Pyatt, like Picard, is an acceptable player, but the Habs are a better team without these players in the lineup. So to have them randomly inserted in the roster in place of two players who undoubtedly bring more to the table makes no sense at all.

It's almost like the coach is trying to be fair or some other such insanity. You'd figure if he's going to sub any players it would be for an opportunity to rest some of the veterans.

I guess I'll never fully understand the Jacques Martin way.

4. David Desharnais is a legit NHL player

We have yet to see what he can do in the playoffs where games are much tighter, play is more physical and every inch of ice is that much more hotly contested. That being said, so far in this NHL season Desharnais is showing that he is a legitimate NHL player.

For some reason Jacques Martin and Co. have been reducing his ice time a lot over the last few games. But despite this reduction, Desharnais is still putting points on the board with 10 (4G, 6A) and a plus-four rating over his last 11 games.

This despite playing 5:01, 8:53, 10:46, 13:50 and 10:24 over his last five games.

In addition, having played 26 games this season, Desharnais has 15 points (7G, 8A) and a plus-one rating. This translates into a 0.577 PPG total, which would equal 47 points over 82 games, all while averaging no more than 12:17 per game.

I still think that the real solution for this team's lineup is to play Gomez on the third or even fourth line with a couple of muckers and promote Desharnais to the second line with Max Pacioretty and Brian Gionta or Benoit Pouliot.

The result would likely be more production from the second line and with the third line seemingly in place, the Canadiens would suddenly have three capable scoring lines.

Sounds pretty good to me!

5. What is the plan for the Habs' top line?

Since uniting AK46 with Eller and Moen, Jacques Martin has had Jeff Halpern on the top line with Tomas Plekanec and Michael Cammalleri. And while they seem to be playing decently together, Jeff Halpern is not a top-line player.

Halpern, the Canadiens' best faceoff man this season with a 56.77 percent success rate, is now playing on the wing, a position that does not allow him to use this unique skill of his.

Moreover, while he has 23 points (10G, 13A) this season, Halpern is not a goal-scorer, especially not a first-line scorer. As a result, the Plekanec-Cammalleri duo are once again in the position where they are flanked by a player who is not up to snuff.

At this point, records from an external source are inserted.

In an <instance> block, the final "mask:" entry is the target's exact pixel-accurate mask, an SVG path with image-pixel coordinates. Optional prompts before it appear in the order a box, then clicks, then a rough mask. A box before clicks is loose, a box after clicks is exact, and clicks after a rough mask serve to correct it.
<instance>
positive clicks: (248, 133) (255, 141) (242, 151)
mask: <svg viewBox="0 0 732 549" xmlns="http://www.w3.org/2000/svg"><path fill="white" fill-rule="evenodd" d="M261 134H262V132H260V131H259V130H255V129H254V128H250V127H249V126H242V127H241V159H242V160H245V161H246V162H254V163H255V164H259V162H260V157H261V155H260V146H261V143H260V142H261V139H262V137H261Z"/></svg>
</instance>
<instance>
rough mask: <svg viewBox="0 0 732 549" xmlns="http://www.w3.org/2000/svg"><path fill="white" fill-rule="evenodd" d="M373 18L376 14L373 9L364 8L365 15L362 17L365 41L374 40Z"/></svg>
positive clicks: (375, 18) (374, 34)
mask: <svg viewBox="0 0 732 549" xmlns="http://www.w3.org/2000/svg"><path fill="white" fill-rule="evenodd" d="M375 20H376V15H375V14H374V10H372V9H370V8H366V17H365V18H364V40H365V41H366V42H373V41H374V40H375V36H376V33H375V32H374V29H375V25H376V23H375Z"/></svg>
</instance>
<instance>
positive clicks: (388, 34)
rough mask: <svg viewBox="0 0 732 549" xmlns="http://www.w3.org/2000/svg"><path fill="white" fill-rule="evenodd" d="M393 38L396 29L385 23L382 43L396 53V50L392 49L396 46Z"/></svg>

Now that the trade deadline has passed, there are no reinforcements coming from anywhere and as such, this is the lineup that will skate into the playoff. So does that mean that Jeff Halpern is now going to be a first-line winger?

Whereas Cammalleri has looked more comfortable since returning from injury, over the last two games, and especially last night, it looks like the frustration is starting to creep back into his play.

Cammy is the Habs' best and highest paid sniper and it is looking more and more like he is not a fan of the way Jacques Martin runs the ship. While nothing will happen in the short term, this is an issue that is bound to come to a head at some point in the future.

Standings and Next Game

The streaking Canadiens, winners of three straight games, now have 77 points in the standings with a 35-23-1 record. More importantly, their road record has finally reached the .500 mark at 15-15-1 (no longer the worst among playoff teams).

In addition to their three-game win streak, Montreal is 3-1 in their past four and 5-3-2 in their last ten.

Despite Montreal's success, the teams ahead of them all won last night, meaning that Montreal kept pace rather than inching closer.

Ahead of the Canadiens are the Capitals with 80 points, the Pens with 81, the Lightning with 81 and one game in hand and the Bruins with 83 points and a game in hand.

Behind them, the Habs are starting to pull away from the usual suspects with the Canes in seventh with 71 points, the Rangers with 70 in eighth and one more game played and the Sabres in ninth with 68 and two games in hand.

The Habs will now jet to Tampa to take on the Lightning on Saturday night in a critical four-point match. A win by the Canadiens would put them only two points behind Tampa in the standings and allow them to keep a good buffer on the teams behind them.